As a journalist Johnson often pandered to a right-wing Daily Telegraph and Spectator readership, with a series of now-infamous columns comparing Muslim women who wear the burka to “letter boxes” and claiming that the children of single mothers were “ill-raised, ignorant, aggressive and illegitimate.” During the Tory leadership contest he promised to slash taxes for the rich—although he backed away from the plan in an attempt to avoid alienating poorer voters at the election.
He has shown little interest in helping those who rely on benefits and has so far refused to unfreeze the Local Housing Allowance, which has driven many families into homelessness and temporary accommodation. He appointed as home secretary a hardliner who had previously supported the death penalty and his cabinet is packed with the authors of Britannia Unchained, a libertarian tract that condemned British workers as “idlers.” It was also revealed this week that Tim Montgomerie, Johnson’s adviser on social justice until the election, suggested last month that he wanted to forge a “special relationship” with Viktor Orbán’s Hungary, added that Johnson and the authoritarian Orbán shared a populist agenda and praised Hungary’s “interesting early thinking” on the “limits of liberalism.”
Under Johnson, the Tories have effectively turned into an English nationalist party, but it is too simplistic to pigeon-hole him as a traditional rightwinger. He has pledged to end austerity and pour billions into the NHS, schools and infrastructure. As London mayor, he was consistently liberal on immigration, he proved his commitment to gay rights by attending the Pride march in a pink Stetson and he also campaigned for the introduction of a living wage.
Far from wanting to emulate Margaret Thatcher, he sees himself as a “One Nation” Tory, a “Brexity Hezza” as he once put it to the fury of the pro-European former deputy prime minister. He once told me in an interview for the Times that the Conservatives “should be the warriors of the dispossessed, the champions of the poor and the liberators of the disadvantaged. We should be the human battering rams breaking down doors for people who need someone to help them.” He railed against inequality, insisting it was “absolutely shameful that we have a situation in which companies whose boardroom members are remunerated in ever more dazzling style are paying their staff on the shop floor so little that they’re being topped up every week by benefit handouts.” It was not quite the message he was putting out during one of the Conservative leadership hustings last year when he boasted: “Can you think of anybody who stuck up for the bankers as much as I did? I defended them day in, day out, from those who frankly wanted to hang them from the nearest lamppost.”

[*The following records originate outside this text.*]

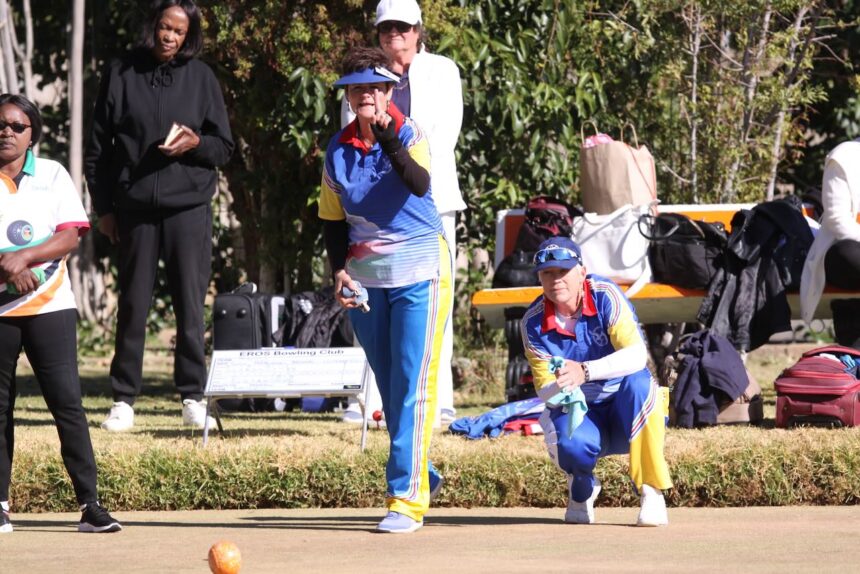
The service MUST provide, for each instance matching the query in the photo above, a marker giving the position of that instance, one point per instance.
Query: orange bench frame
(654, 303)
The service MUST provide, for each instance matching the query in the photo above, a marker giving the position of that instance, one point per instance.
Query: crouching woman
(587, 356)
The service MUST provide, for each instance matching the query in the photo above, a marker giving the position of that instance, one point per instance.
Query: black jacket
(747, 302)
(139, 99)
(711, 373)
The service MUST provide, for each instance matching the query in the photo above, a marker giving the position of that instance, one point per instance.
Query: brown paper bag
(614, 174)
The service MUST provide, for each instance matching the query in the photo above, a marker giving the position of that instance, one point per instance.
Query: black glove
(387, 138)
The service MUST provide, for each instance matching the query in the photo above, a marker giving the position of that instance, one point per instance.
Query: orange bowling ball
(225, 558)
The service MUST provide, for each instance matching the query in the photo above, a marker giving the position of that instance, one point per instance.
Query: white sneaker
(581, 512)
(194, 414)
(121, 417)
(447, 416)
(652, 510)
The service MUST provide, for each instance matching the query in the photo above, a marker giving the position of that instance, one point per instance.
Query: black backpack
(545, 217)
(683, 252)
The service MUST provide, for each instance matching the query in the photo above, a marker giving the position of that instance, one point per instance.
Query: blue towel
(572, 402)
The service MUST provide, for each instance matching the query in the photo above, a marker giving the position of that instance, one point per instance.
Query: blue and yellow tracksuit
(399, 253)
(625, 414)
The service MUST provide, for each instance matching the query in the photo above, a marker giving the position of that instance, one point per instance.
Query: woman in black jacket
(160, 131)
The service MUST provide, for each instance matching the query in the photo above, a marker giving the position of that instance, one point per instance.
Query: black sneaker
(5, 523)
(96, 519)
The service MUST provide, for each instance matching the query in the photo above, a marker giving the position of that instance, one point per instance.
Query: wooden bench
(655, 303)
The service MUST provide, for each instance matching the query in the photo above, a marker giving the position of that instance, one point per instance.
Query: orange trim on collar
(588, 307)
(350, 135)
(9, 183)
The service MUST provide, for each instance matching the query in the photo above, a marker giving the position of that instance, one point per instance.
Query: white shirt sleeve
(839, 213)
(621, 363)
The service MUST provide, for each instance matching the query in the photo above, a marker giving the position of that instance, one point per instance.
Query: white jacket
(437, 108)
(840, 196)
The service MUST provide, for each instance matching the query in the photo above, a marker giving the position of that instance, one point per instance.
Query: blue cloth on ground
(491, 423)
(571, 402)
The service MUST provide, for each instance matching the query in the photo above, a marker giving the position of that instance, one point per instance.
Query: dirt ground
(788, 539)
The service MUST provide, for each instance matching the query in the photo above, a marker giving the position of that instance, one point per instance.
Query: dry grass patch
(313, 460)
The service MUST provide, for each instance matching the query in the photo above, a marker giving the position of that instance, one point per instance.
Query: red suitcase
(819, 390)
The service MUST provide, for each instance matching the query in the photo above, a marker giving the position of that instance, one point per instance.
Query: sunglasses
(18, 128)
(389, 25)
(556, 254)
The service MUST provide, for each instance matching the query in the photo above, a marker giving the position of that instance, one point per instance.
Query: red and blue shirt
(608, 323)
(393, 234)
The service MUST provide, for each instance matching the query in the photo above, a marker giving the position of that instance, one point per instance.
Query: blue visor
(368, 76)
(559, 257)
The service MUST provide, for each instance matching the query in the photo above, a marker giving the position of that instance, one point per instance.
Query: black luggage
(245, 319)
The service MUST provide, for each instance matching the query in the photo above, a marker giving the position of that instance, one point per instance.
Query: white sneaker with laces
(581, 512)
(447, 416)
(652, 508)
(194, 414)
(121, 417)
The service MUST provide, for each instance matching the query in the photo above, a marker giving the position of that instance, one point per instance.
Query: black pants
(842, 269)
(51, 346)
(182, 238)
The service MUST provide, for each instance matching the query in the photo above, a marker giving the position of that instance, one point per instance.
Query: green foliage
(764, 93)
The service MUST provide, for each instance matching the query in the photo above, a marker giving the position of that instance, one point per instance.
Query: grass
(312, 460)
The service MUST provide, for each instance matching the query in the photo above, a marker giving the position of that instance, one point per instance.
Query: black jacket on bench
(747, 300)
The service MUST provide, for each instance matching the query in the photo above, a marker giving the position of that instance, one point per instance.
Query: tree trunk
(8, 74)
(87, 282)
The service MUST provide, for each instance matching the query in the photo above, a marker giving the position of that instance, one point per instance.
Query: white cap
(399, 10)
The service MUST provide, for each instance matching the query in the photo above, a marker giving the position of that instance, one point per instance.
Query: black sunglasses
(18, 128)
(389, 25)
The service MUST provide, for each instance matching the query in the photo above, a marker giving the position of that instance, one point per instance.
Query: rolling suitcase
(822, 388)
(245, 319)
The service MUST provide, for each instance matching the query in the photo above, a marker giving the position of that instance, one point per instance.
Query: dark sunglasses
(16, 127)
(556, 254)
(389, 25)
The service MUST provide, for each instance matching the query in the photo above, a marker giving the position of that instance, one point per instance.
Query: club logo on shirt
(598, 336)
(19, 233)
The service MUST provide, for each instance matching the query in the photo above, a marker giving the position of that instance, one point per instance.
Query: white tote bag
(613, 246)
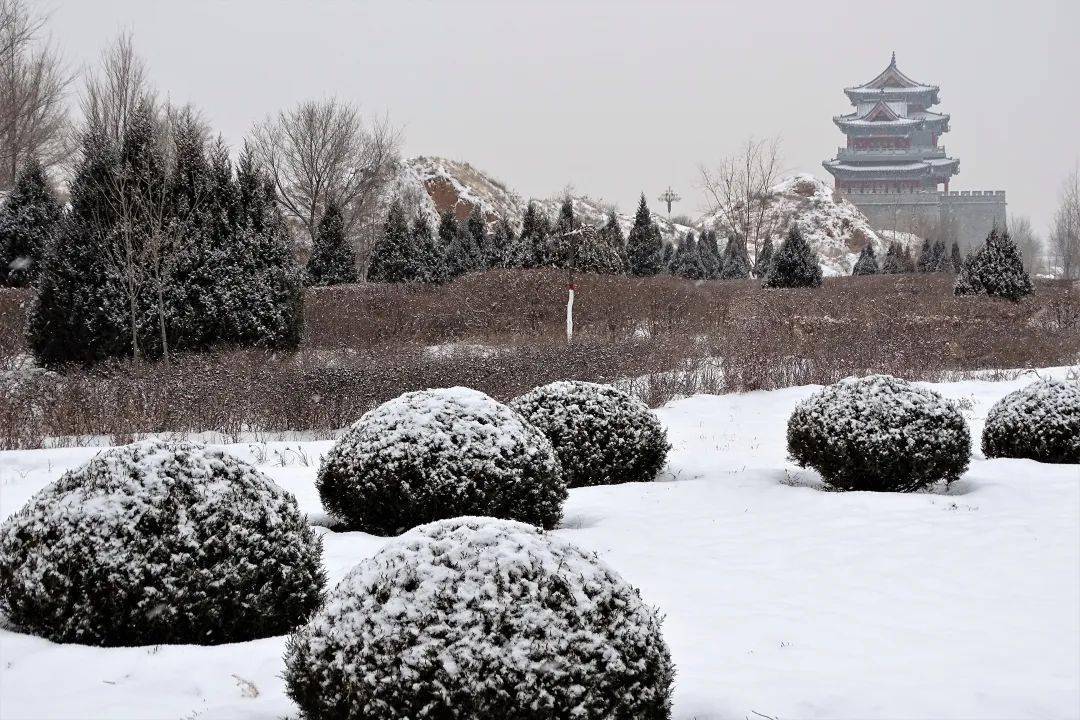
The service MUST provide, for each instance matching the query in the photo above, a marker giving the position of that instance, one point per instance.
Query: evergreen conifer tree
(333, 260)
(430, 253)
(941, 260)
(765, 258)
(997, 269)
(894, 260)
(795, 263)
(611, 235)
(645, 248)
(28, 221)
(926, 261)
(866, 265)
(393, 257)
(449, 239)
(79, 313)
(710, 255)
(481, 244)
(687, 261)
(736, 261)
(955, 257)
(501, 241)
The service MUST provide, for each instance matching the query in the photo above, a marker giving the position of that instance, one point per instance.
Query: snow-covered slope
(781, 600)
(835, 228)
(434, 185)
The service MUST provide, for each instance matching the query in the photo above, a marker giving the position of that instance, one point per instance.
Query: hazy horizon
(619, 97)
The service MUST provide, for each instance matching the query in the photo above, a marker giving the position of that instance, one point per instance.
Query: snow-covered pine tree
(926, 261)
(894, 262)
(591, 253)
(645, 248)
(734, 263)
(866, 265)
(520, 252)
(430, 257)
(79, 313)
(968, 280)
(393, 257)
(333, 260)
(1000, 271)
(478, 240)
(501, 240)
(667, 254)
(611, 234)
(534, 238)
(449, 239)
(710, 255)
(687, 261)
(28, 221)
(795, 263)
(261, 284)
(765, 256)
(941, 261)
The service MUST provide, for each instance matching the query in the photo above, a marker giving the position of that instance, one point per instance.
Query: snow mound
(1040, 422)
(834, 228)
(431, 186)
(476, 617)
(439, 453)
(160, 543)
(602, 435)
(879, 433)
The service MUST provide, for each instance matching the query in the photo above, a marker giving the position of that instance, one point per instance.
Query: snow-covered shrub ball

The truth is that Johnson blows with the wind. He will do what it takes to win, or to keep, power and adjust his opinions to suit. Like Groucho Marx, his real position is: “These are my principles and if you don’t like them... well I have others.” That makes him open to manipulation, or persuasion by those around him, and also vulnerable to the impact of external events.

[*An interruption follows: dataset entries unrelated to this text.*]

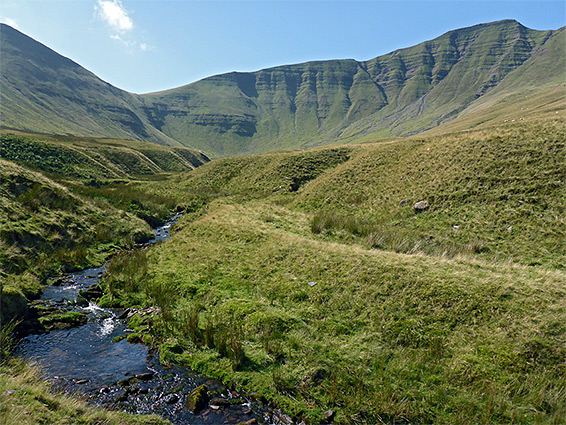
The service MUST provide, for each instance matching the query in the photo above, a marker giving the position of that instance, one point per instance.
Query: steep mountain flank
(302, 105)
(42, 91)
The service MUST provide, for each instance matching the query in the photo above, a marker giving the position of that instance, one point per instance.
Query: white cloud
(114, 14)
(144, 47)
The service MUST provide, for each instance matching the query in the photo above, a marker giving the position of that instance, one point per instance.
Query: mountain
(294, 106)
(42, 91)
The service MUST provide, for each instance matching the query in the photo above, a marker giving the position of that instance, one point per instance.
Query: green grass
(27, 399)
(307, 276)
(337, 295)
(373, 335)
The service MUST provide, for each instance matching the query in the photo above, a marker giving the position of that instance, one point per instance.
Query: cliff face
(302, 105)
(292, 106)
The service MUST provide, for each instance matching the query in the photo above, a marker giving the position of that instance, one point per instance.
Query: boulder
(93, 292)
(197, 399)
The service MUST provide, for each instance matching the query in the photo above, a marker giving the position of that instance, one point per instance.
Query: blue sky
(150, 45)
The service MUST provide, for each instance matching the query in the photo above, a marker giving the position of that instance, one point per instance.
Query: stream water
(84, 360)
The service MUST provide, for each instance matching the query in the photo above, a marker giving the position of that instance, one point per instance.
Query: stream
(125, 376)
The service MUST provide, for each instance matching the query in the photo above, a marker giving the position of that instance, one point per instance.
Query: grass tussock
(374, 335)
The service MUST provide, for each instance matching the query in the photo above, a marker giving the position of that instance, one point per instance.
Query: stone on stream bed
(66, 320)
(197, 399)
(94, 292)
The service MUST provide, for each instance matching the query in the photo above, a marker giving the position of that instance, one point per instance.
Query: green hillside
(42, 91)
(88, 158)
(294, 106)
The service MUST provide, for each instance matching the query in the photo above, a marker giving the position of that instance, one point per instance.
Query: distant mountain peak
(288, 106)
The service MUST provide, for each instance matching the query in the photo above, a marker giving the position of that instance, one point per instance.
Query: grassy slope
(46, 92)
(60, 209)
(400, 93)
(312, 317)
(89, 158)
(302, 105)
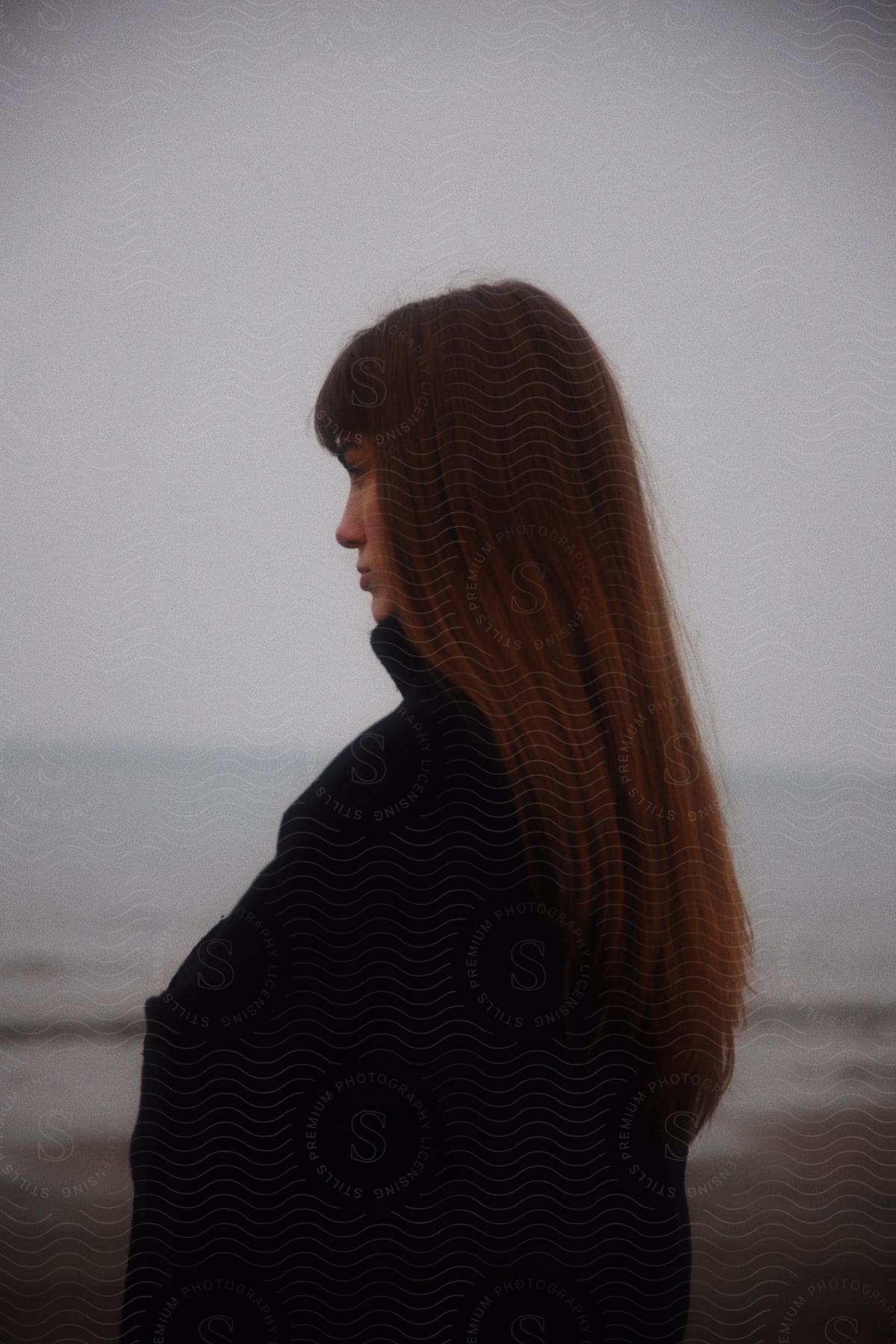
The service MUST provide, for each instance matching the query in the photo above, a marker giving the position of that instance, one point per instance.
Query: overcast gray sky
(199, 205)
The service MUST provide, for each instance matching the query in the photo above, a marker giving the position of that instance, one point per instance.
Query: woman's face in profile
(361, 526)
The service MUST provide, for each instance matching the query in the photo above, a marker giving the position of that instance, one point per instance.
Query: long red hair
(514, 503)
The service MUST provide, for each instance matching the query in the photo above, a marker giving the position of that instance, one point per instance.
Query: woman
(437, 1073)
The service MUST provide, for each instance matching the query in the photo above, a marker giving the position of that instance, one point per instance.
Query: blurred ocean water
(113, 865)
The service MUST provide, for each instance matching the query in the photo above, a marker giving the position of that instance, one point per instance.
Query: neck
(413, 675)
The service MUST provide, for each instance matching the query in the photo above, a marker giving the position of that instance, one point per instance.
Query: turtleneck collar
(413, 675)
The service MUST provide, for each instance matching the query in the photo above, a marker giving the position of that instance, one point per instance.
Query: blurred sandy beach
(791, 1189)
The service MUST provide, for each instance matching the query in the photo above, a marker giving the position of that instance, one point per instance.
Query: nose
(349, 531)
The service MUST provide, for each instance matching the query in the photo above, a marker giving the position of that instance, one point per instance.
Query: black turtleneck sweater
(361, 1117)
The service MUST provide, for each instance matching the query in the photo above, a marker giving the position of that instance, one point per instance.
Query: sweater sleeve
(361, 1116)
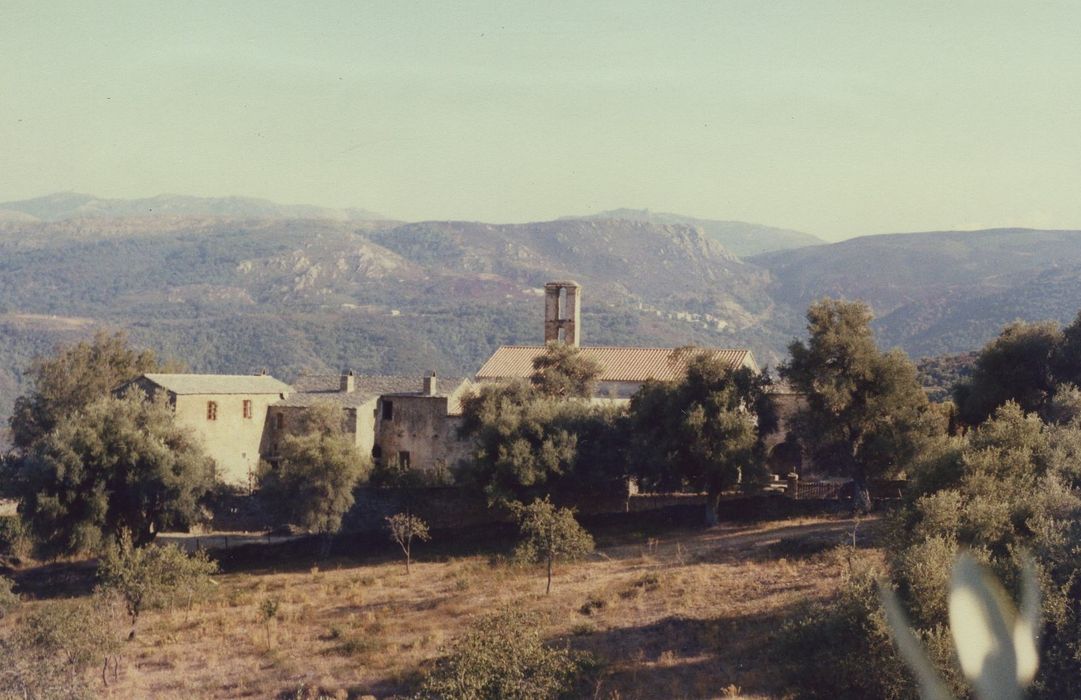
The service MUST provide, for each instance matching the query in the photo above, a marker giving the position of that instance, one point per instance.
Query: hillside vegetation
(237, 285)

Where he ends up on the political spectrum as prime minister will depend on the balance of pressures he faces. During the trade talks with Brussels he will be urged by Tory right-wingers to diverge as much as possible from European rules and regulations to make it easier to secure a trade deal with America. That would, though, mean watering down the consumer protections and workers’ rights that are cherished by the Conservatives’ new voters in the north and the midlands.

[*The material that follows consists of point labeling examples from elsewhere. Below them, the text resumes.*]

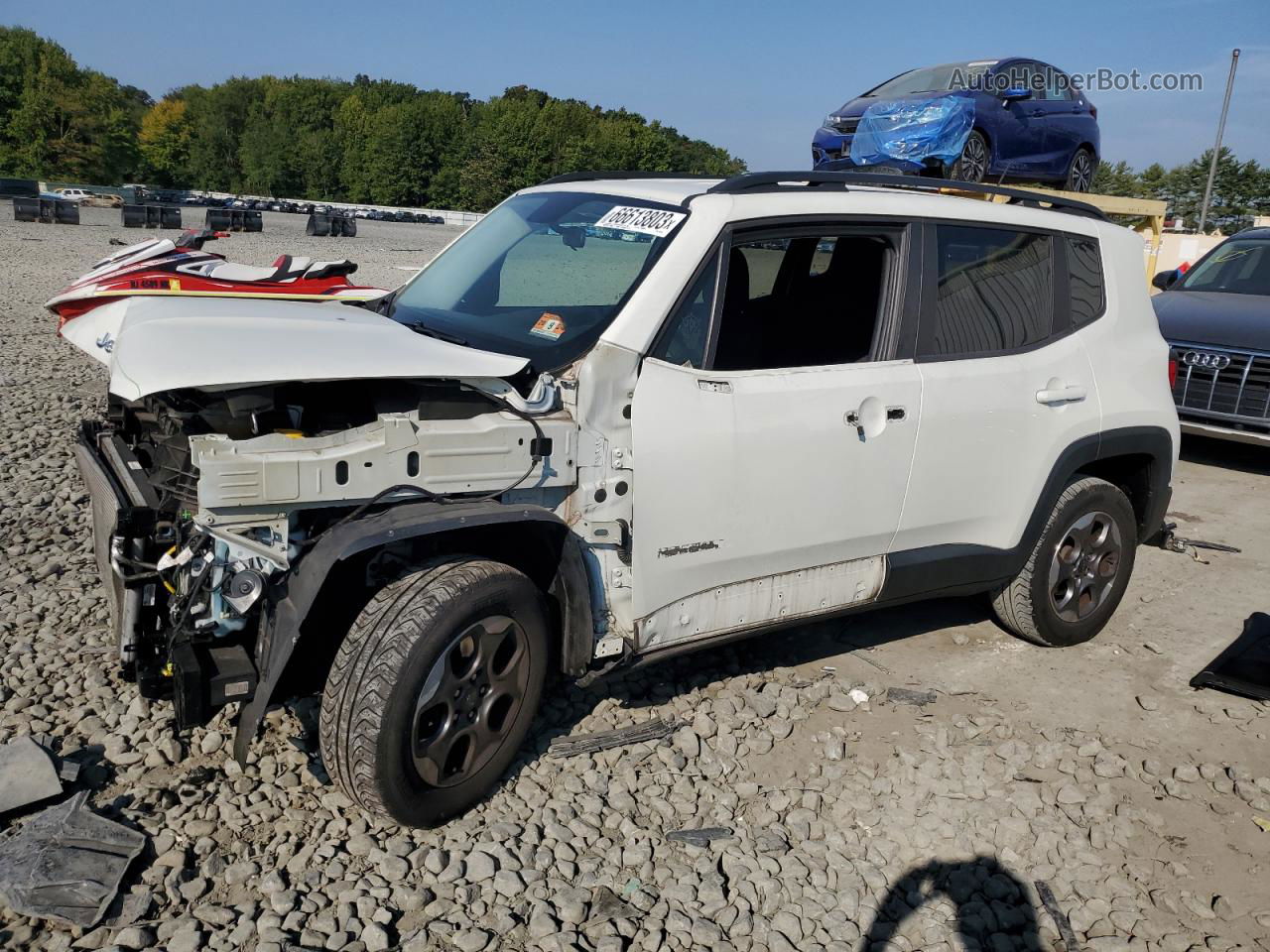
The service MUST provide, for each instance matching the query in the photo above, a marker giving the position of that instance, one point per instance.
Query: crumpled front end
(913, 135)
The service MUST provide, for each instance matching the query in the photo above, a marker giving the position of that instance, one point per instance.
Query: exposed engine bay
(216, 495)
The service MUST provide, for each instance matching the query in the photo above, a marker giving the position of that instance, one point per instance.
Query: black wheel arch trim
(281, 631)
(965, 569)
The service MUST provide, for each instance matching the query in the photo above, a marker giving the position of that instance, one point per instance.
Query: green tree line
(372, 141)
(1241, 190)
(386, 143)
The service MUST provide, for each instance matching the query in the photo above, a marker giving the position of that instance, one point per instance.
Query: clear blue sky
(754, 77)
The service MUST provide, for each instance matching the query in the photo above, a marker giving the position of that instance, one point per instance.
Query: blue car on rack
(1029, 123)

It is unclear which side Johnson will take but it will be a political, rather than an ideological, calculation. His instincts may be those of Islington man, but he also needs to keep on side the residents of Workington. The cabinet reshuffle that he is planning for February will give a clue to the direction he wants the government to take but he will also be buffeted by external forces.
Ultimately Boris Unchained will have to take responsibility for the decisions he makes—freed from the constraints of a hung parliament, he will not be able to blame the MPs for forcing his hand.
In his biography of Winston Churchill, Johnson writes: “The beauty and riddle in studying the motives of any politician is in trying to decide what is idealism and what is self-interest; and often we are left to conclude that the answer is a mixture of the two.” In the prime minister’s case the there is an abundance of the latter. How much of the former there really is remains to be seen.